Não é de hoje que as mulheres estão conquistando espaços de liderança até então dominados pelos homens. No campo esta realidade também não é diferente. Em Araucária é cada vez mais comum ver mulheres no comando das diversas tarefas nas propriedades rurais. Neste dia 8 de março, Dia Internacional da Mulher, é importante lembrar que a produção rural do município, bem como o próprio apoio da Prefeitura aos produtores, passa por mãos de diversas mulheres.

No Campo Redondo, a agricultora Terezinha Musial Deda se destaca na produção de hortaliças e frutas orgânicas. Quase metade dos 10 hectares da propriedade dela e do marido é área de produção de orgânicos. Com origem em uma família de agricultores, ela desde cedo teve o contato com a terra e há 18 anos passou a se dedicar exclusivamente à produção de orgânicos. “Quando comecei não tinha noção de como era o processo [de produção]. Só sabia que não queria veneno. Fiz o curso e tive que reaprender todo o processo. Você passa a ver o plantio como um todo; que precisa de um ambiente equilibrado para produzir melhor”, explicou a agricultora.
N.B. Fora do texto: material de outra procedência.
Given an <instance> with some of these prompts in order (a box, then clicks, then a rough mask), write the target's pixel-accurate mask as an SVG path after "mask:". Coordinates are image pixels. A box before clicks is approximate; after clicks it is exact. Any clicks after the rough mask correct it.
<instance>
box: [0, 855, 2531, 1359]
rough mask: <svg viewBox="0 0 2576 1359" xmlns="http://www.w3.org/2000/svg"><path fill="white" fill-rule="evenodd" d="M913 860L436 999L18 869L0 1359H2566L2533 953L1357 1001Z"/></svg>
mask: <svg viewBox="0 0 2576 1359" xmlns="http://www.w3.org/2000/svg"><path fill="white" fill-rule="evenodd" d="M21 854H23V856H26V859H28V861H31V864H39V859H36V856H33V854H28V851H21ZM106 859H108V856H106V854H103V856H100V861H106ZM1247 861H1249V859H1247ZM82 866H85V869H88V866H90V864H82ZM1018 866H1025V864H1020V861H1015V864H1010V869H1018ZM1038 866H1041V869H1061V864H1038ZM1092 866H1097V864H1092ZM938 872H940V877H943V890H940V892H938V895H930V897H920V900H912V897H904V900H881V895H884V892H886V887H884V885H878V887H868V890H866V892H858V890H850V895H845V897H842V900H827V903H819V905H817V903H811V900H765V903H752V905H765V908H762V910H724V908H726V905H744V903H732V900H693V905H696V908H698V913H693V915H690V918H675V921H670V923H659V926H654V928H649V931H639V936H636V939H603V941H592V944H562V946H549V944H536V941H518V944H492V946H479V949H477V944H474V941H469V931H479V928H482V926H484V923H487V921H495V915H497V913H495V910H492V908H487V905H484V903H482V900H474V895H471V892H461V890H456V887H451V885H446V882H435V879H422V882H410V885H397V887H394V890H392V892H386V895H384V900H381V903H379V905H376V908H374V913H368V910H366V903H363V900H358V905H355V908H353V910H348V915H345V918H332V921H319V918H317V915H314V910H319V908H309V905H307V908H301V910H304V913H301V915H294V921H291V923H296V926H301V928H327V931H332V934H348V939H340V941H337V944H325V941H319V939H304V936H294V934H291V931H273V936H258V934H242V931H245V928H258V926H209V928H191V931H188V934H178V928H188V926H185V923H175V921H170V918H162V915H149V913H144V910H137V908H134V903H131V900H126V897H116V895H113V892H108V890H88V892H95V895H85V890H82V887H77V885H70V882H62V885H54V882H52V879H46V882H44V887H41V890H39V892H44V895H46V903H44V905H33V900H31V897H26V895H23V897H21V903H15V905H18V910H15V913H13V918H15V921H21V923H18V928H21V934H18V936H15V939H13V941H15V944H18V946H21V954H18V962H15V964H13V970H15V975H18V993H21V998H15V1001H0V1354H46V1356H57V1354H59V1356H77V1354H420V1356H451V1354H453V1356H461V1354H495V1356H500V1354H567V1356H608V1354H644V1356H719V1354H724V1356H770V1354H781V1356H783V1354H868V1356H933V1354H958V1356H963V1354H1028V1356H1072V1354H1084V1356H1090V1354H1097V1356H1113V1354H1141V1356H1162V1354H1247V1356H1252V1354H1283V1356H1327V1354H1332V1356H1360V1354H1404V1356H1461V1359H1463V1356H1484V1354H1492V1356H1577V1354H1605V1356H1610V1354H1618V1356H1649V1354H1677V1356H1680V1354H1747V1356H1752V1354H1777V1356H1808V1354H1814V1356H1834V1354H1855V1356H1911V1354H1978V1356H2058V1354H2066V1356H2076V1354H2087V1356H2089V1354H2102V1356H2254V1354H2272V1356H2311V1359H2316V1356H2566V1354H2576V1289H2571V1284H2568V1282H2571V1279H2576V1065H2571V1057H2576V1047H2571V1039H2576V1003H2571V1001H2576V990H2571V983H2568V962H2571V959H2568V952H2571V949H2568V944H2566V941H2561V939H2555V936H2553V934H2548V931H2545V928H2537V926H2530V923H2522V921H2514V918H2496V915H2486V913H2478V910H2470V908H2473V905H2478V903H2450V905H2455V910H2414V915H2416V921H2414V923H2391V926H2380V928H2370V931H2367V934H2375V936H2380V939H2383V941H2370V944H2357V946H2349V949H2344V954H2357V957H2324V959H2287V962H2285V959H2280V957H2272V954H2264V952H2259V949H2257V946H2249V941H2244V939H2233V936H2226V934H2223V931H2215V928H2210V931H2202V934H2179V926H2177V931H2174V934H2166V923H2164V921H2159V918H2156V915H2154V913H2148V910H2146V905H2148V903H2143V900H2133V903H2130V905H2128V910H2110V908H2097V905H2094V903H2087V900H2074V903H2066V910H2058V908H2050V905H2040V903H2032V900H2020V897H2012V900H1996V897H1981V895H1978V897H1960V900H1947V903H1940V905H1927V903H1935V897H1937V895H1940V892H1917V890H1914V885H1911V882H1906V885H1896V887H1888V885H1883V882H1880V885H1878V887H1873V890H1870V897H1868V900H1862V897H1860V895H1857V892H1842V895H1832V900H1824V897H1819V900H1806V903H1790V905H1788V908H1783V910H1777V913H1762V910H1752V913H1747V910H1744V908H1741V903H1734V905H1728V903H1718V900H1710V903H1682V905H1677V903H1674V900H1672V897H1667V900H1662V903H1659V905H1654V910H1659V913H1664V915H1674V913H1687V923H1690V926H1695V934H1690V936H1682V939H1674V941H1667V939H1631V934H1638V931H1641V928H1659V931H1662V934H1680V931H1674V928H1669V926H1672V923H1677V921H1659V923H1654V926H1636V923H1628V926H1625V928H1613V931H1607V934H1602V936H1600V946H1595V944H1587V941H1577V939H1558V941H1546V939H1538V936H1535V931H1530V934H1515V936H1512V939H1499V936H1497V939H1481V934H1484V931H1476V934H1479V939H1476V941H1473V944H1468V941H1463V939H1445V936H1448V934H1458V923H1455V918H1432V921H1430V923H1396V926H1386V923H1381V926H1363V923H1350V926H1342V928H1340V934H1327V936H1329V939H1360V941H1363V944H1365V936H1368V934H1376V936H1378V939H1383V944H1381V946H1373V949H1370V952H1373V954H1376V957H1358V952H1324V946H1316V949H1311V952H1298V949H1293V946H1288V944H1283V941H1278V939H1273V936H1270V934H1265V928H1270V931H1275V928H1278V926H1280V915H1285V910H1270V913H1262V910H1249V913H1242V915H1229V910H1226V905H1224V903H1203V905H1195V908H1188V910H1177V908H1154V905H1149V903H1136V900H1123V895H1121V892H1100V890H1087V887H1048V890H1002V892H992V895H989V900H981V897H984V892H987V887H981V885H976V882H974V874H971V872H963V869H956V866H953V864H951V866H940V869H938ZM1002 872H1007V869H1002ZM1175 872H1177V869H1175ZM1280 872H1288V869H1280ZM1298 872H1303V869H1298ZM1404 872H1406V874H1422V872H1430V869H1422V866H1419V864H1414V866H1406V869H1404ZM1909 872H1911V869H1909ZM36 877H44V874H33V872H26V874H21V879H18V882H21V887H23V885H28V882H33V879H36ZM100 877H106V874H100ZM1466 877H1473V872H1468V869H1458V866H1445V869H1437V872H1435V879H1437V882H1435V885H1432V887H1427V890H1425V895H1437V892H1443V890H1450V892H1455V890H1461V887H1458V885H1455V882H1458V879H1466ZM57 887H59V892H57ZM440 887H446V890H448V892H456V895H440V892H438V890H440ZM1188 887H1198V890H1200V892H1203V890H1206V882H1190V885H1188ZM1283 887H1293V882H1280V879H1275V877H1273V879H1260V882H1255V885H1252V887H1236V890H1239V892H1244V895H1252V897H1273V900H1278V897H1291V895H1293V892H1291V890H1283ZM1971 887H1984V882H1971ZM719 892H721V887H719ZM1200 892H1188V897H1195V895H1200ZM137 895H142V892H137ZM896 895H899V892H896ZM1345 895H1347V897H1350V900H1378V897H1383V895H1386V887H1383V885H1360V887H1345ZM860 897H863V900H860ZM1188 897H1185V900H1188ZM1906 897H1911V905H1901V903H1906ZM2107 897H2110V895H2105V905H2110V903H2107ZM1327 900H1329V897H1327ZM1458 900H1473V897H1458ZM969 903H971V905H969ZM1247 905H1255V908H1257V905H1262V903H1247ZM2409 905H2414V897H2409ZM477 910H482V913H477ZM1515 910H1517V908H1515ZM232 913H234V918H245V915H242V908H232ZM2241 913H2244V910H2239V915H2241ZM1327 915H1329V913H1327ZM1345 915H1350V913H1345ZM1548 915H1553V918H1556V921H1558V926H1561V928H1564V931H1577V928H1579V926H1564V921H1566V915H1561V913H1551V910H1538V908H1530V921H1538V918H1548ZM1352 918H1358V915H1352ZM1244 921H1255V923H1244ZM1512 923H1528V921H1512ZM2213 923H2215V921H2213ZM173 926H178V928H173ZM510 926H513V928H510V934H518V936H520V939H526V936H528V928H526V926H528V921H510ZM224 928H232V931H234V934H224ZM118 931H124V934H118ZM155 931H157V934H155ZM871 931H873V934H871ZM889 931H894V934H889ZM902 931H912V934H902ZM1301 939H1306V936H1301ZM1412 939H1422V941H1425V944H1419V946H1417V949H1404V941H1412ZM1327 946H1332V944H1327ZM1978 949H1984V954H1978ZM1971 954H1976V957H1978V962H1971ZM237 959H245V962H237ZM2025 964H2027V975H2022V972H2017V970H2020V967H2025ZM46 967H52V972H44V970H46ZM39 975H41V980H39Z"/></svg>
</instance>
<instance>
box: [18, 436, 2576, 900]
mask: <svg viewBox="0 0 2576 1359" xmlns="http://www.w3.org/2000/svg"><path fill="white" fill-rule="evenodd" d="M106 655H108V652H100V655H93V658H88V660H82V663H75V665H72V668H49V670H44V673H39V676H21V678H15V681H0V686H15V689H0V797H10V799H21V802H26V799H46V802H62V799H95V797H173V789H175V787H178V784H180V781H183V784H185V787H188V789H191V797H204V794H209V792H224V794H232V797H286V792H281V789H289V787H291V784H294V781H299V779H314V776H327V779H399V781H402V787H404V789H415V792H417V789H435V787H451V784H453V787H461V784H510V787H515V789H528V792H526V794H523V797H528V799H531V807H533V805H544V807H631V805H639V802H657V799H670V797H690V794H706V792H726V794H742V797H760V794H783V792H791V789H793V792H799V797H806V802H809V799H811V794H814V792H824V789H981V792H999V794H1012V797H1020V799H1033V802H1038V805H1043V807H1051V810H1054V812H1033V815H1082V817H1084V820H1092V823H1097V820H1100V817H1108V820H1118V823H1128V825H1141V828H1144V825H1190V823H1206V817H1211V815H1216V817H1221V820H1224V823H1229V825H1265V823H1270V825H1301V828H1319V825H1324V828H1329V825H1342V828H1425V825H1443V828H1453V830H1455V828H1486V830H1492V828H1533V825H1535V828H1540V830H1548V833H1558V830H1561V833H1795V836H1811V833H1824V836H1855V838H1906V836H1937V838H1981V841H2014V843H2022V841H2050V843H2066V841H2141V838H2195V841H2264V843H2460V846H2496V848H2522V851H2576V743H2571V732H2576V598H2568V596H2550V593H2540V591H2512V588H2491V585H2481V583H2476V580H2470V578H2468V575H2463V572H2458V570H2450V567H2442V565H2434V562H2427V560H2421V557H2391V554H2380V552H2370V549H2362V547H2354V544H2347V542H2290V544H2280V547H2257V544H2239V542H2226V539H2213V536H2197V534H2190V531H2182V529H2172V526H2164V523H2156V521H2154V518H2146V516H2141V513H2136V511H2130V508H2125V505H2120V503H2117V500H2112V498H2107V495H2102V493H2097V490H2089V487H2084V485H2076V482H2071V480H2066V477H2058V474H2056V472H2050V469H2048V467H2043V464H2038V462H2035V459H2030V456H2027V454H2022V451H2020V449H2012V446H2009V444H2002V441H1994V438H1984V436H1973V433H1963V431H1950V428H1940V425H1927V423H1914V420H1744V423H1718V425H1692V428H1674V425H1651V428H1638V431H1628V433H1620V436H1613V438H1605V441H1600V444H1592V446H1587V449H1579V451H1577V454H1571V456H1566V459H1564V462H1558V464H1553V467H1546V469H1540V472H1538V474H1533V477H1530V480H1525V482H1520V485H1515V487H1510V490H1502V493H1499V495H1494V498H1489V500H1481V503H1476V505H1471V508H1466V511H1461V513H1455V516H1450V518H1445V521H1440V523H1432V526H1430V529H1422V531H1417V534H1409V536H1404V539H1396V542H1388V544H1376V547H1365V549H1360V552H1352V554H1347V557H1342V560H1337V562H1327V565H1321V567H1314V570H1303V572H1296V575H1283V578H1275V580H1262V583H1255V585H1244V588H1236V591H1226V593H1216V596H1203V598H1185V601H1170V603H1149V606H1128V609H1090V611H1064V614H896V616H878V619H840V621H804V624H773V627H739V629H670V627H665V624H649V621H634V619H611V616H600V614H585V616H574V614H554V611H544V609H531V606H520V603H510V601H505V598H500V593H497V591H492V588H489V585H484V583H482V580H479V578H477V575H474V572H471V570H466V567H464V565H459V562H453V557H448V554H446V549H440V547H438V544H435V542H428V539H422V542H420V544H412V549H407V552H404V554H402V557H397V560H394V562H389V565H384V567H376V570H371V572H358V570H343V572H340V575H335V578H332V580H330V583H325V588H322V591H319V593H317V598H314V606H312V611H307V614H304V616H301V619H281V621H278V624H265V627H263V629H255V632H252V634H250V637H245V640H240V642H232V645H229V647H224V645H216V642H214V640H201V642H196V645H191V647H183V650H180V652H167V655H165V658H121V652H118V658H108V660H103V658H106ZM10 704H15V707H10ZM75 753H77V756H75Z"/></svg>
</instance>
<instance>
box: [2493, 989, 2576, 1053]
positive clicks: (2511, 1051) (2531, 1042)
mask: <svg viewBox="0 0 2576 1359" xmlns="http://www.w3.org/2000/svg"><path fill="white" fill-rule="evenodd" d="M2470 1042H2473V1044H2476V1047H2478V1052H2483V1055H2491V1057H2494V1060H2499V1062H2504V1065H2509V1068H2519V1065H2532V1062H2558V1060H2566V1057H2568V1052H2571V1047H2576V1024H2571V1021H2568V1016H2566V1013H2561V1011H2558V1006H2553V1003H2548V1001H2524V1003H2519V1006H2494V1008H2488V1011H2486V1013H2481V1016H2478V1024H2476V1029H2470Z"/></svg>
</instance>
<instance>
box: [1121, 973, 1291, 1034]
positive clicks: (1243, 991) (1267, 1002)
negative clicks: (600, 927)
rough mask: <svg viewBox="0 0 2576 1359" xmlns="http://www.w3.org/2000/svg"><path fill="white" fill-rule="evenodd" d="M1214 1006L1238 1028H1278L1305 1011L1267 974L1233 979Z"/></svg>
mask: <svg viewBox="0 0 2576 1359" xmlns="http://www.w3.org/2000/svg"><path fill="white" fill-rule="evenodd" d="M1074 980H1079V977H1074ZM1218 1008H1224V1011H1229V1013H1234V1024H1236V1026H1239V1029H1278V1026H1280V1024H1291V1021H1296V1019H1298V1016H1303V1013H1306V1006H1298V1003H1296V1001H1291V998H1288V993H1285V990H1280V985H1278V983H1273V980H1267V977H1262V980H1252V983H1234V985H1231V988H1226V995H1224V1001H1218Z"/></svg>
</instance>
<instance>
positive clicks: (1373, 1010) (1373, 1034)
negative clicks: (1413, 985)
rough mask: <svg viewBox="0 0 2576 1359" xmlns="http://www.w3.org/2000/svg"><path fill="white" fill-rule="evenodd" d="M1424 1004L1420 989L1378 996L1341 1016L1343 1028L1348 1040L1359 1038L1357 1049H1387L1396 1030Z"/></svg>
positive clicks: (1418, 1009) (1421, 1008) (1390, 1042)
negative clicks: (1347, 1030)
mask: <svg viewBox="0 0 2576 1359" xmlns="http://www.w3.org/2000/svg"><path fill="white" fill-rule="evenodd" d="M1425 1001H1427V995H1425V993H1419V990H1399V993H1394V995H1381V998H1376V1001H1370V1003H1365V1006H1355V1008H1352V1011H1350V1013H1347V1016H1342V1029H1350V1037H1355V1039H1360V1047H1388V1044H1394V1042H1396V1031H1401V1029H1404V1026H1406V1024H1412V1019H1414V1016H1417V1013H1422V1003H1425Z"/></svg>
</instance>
Terezinha participa de todo o processo de produção dos mais diversos tipos de culturas que produz. Ela comercializa 'kits' de orgânicos, além de vender a produção para compradores de Araucária e Curitiba. Terezinha conta que o mesmo cuidado que tem com a casa e a família, ela estende para a plantação e que ao longo do tempo tem recebido o apoio da Prefeitura (principalmente do Departamento Agronômico) para desenvolver a produção. “Me sinto uma heroína porque não é fácil. Fonte de renda a gente arruma em qualquer lugar, mas a agricultura é algo que me realiza”, disse. 

Produção leiteira – No Tietê, a rotina de cuidados com as vacas leiteiras é compromisso inadiável para Mari Terezinha dos Santos Moleta. Ela, que comanda os trabalhos na propriedade, conta que desde sua infância já lidava com vacas. Quando se casou, a produtora percebeu que o leite obtido na propriedade onde mora era desperdiçado e decidiu se dedicar à produção de queijo e requeijão. Em média, são 330 litros de leite por dia obtidos na propriedade. A produção é vendida para a indústria. 

O compromisso de Mari com os animais é tão sério que a produtora revelou que mesmo no dia do casamento de uma de suas duas filhas, primeiro, foi cuidar das obrigações com as vacas para depois pensar em ir ao salão de beleza e ao casamento. Atualmente, a produtora conta com o apoio da filha Edna Fernanda Moleta para cuidar dos animais. A filha também demonstra esse carinho pelas vacas desde muito pequena. Aliás, Mari comentou que, durante a gravidez da filha mais nova, sentiu sua bolsa estourar justamente quando ordenhava uma vaca. 

Apoio - Quase todas as vacas da propriedade de Mari são fruto de inseminação artificial. O serviço é realizado pela Prefeitura, que dispõe de um técnico para a executar o procedimento e também fornece gratuitamente o sêmen utilizado. As fêmeas atendidas já possuem histórico de atendimento da Secretaria Municipal de Agricultura (SMAG) e um relatório com dados de exames que comprovam a boa saúde do animal. 

O produtor rural deve fazer a solicitação do serviço de inseminação à SMAG quando perceber que a vaca está no cio. De janeiro a dezembro de 2017 foram 316 procedimentos no município. Na propriedade de Mari, a Prefeitura também realiza atendimento clínico nos animais e dá apoio com máquinas e equipamentos para silagem e preparo do solo.

Se no campo há muitos exemplos de mulheres à frente da produção, no apoio da Prefeitura a elas [bem como aos homens] também há. Dos servidores da Secretaria Municipal de Agricultura, há muitas mulheres à frente dos trabalhos, no campo e na cidade, para orientar e dar o suporte que produtoras e produtores precisam para gerar alimento e renda.